GIThruster wrote:There seem to be an alarming number of unsubstantiated claims here. Doesn't bode well when you post up stuff that strains credibility and makes it appear you have no critical thinking skills.
Looks like a really, really bad piece of pseudo-journalism and a perfect example of how the new media has no sense of responsibility toward the facts or objectivity. Doesn't matter if it's red or blue; it's junk.
If you can't figure out that a woman in a wheelchair is in a wheelchair for a reason, how can I expect you to spot a terrorist?
Yeah, see, that's the lesson I'd take from it too. Even knowing the fallible nature of human beings and especially large, bloated organizations, you gotta wonder how institutional incompetence can get established to such an extent.
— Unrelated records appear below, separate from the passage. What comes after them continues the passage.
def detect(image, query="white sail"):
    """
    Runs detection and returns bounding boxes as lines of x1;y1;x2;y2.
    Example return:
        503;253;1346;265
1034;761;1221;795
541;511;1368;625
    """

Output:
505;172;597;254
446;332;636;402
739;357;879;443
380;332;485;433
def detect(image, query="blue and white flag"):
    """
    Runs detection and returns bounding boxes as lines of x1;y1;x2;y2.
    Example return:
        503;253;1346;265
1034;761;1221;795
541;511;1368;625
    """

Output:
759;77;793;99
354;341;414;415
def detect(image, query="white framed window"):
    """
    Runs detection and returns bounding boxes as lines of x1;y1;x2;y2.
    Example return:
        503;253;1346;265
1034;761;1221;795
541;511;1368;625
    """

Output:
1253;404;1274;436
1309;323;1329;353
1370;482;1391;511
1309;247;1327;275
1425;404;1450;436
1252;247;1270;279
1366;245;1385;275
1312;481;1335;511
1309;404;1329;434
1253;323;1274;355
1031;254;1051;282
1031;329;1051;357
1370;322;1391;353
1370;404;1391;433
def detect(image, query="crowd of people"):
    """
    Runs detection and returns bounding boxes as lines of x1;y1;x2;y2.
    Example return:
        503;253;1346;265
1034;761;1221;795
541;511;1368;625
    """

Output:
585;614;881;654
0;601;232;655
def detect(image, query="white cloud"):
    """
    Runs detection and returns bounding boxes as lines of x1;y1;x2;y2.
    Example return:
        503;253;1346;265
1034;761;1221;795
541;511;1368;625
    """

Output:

What's black and white and "red" all over? The Department of Justice's newly designed website. Gone are the standard red, white, and blue motifs, replaced by an all-black backdrop. And prominently placed on virtually every page of the site is a quote credited to a man who facilitated a greater role for socialists and communists at the U.N., and the global "workers rights movement."
Not to go all paranoid on you, but the new DOJ website is kinda creepy. Since when is black an official color of the US? What's wrong with red, white and blue? And it's not the brief of DOJ to enforce either the common law or the will of mankind.
US government tracking your gold and silver purchases.
...[s]tarting on January 1st in 2012, US federal law will require coin and bullion dealers to report to the Internal Revenue Service all gold and silver coin purchases and sales greater than $600.
No that is not an error, they tacked the gold coin tracking regulations into the health bill. They are just tacking stuff on wherever they can.